It was she who interrupted his train of thought with: “Oh, Doctor,
whatever makes you scowl like that? Have you forgotten it is my
birthday?”

“No, Charlotte,” he answered, smiling, but without looking at her.
“But when you get to middle age the past has a way of obtruding itself,
and to men who have lived an adventurous life it is generally the
unpleasantnesses of the past that thrust themselves to the front. A
young girl like you could not be expected to understand the depressions
that come with middle age.”

“No?” she queried. “Perhaps I understand these depressions—in
you—better than you imagine. Perhaps I understand more than anyone
else where you are concerned, and the reason is that I am certain no
one loves you more than I do.”

“That is very kind of you, my dear,” replied the doctor. He did not
dare look back at her, but kept his pony just a little ahead. But she
watched him closely.

“You see,” she went on, “my father is your oldest friend and I am,
in many ways, his confidante. Do you suppose then that, both loving you
as we do, that we have not been guilty of discussing you? We have, and
I know as well as he does of the tragedy that drove you to America.”

“That is all finished. It is a closed book,” said Syn simply.

“Not quite, is it?” went on Charlotte. “Now that I am grown up, may
I claim the privilege of telling you what I think? From what my father
has told me, you were influenced to go abroad in a spirit of revenge.
It was natural that when your wife betrayed you, all your love for her
should be killed. You never blamed her, so my father tells me, but on
the man, who had been your friend, you were determined to heap
punishment. Unsuccessful in this, at last even that passion died in
you, and you return to start life again with us.
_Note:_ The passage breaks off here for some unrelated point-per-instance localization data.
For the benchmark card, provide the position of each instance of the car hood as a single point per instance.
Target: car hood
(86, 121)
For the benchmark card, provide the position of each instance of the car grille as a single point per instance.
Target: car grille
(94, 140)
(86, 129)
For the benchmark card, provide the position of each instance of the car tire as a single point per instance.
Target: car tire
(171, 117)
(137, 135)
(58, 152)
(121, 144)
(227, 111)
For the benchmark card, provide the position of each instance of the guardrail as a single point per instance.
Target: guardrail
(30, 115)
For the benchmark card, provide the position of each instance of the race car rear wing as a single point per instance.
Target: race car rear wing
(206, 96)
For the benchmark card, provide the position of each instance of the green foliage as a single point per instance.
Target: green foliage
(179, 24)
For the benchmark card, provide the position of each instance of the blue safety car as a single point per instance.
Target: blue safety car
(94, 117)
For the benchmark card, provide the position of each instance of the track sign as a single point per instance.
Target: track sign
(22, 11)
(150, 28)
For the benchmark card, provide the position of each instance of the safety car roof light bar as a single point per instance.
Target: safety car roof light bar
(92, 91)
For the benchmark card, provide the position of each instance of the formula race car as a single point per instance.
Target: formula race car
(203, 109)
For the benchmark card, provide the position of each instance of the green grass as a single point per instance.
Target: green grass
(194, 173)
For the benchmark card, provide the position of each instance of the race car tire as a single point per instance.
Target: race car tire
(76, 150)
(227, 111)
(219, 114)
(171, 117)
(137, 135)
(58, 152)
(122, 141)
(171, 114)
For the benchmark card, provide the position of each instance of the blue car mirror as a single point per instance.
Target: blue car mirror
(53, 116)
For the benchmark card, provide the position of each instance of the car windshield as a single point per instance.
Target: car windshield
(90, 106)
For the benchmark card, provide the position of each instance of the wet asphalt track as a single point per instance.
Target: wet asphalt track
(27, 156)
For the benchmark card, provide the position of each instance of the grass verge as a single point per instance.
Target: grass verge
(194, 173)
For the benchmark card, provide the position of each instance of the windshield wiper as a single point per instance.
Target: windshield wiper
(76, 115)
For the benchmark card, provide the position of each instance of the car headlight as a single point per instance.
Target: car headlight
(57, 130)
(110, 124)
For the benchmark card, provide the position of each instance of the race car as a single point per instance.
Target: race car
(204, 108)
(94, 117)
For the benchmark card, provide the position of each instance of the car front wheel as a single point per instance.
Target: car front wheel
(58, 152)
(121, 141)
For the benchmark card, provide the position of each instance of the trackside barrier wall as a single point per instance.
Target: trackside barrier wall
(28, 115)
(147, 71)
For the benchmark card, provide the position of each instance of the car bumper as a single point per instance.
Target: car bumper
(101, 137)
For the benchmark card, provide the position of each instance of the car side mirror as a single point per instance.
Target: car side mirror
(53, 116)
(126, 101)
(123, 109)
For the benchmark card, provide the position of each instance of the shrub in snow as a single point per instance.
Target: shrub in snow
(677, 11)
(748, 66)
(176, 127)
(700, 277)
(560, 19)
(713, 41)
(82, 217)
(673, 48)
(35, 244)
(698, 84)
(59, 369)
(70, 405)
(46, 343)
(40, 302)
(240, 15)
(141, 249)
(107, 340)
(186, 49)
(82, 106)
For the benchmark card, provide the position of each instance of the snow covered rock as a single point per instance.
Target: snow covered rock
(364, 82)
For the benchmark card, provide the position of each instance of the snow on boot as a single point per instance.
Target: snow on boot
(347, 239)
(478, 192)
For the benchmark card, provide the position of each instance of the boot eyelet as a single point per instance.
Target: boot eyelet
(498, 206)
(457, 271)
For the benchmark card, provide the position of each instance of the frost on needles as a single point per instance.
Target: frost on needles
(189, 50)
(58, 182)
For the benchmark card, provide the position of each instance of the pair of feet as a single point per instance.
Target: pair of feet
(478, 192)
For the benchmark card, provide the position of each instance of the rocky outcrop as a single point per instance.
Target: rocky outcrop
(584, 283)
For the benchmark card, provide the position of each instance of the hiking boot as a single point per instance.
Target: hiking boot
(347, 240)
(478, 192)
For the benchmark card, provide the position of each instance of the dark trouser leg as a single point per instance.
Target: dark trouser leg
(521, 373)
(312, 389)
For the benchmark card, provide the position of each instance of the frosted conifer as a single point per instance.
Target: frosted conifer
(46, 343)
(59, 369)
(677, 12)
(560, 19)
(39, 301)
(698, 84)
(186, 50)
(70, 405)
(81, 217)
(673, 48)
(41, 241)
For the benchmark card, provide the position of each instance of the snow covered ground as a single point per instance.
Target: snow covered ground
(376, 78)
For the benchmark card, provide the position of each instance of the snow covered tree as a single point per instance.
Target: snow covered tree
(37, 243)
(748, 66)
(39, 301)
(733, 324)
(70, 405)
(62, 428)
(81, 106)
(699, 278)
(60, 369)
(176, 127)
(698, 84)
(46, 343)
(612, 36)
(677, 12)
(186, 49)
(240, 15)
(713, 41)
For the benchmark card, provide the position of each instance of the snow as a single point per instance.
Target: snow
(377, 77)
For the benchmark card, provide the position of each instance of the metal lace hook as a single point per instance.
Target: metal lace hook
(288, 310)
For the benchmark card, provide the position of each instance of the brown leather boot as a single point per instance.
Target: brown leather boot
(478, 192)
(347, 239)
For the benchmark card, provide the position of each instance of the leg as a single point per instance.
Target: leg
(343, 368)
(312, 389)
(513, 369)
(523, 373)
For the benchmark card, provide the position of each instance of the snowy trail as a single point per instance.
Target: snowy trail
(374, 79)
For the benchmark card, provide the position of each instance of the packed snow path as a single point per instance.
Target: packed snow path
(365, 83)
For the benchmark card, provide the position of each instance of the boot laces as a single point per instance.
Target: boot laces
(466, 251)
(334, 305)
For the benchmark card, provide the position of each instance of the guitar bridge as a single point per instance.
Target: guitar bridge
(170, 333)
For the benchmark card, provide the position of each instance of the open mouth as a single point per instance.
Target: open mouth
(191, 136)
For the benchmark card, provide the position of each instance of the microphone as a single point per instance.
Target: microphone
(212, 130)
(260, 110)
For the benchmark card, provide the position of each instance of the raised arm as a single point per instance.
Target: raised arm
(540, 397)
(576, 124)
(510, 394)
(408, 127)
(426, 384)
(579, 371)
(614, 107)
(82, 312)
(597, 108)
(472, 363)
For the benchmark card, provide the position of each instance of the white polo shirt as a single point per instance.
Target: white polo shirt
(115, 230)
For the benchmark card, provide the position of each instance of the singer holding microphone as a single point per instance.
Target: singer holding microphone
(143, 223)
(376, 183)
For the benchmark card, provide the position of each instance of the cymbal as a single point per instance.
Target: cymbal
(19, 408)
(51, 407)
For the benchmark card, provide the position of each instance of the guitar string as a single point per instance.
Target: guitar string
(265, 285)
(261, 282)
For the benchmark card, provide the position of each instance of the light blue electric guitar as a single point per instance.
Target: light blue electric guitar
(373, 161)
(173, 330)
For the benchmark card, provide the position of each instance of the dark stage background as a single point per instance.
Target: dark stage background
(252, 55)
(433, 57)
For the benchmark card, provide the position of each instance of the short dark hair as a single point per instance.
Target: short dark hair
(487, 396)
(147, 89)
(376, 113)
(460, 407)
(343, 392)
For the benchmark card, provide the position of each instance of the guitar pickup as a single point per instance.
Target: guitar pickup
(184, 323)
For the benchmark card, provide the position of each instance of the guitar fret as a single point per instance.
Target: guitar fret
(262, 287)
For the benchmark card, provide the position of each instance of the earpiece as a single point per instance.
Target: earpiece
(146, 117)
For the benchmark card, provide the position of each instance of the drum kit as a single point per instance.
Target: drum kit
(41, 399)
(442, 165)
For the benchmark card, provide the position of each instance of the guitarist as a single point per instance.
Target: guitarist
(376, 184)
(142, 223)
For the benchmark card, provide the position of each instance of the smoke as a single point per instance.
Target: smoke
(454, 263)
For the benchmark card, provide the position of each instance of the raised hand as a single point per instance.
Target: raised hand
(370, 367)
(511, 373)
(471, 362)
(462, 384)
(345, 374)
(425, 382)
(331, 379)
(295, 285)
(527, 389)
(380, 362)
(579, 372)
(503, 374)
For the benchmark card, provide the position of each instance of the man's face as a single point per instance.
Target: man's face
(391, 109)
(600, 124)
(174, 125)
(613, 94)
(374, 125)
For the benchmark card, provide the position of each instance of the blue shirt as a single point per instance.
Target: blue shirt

Why do you not accept
the fact that your wife is dead, Doctor?”

“Because it is not right to accept a fact that is only told by a
liar and a cheat,” he answered.

“And that is the reason you told my father that you could never
marry again?” she asked.

“That is one reason,” he replied. “If I were to marry again and
there was a child, and then my wife was found to be alive after all,
what of my child then? What of the woman that had given it to me?”

“It would be but a legal quibble to make it wrong,” replied
Charlotte. “For my part, I would break any law for the sake of the man
I loved.”

The tone of her voice was so compelling that Dr. Syn checked his
pony and looked at her. She, too, drew rein involuntarily and met his
gaze, leaning slightly towards him from the saddle. Her face was above
him, for she rode a man's horse and he was crouched on his pony.

For a few long seconds their eyes met, and with a brave glowing hers
took hold and clung to his, binding him to her as the hands do in
matrimony. Instinctively the doctor was disarmed. He felt the warm
blood of youth once more in his veins. Was it possible that this
beautiful girl loved him?

As he asked himself the question, she answered it with a slow nod
and added: “I would take the risk. I love you.”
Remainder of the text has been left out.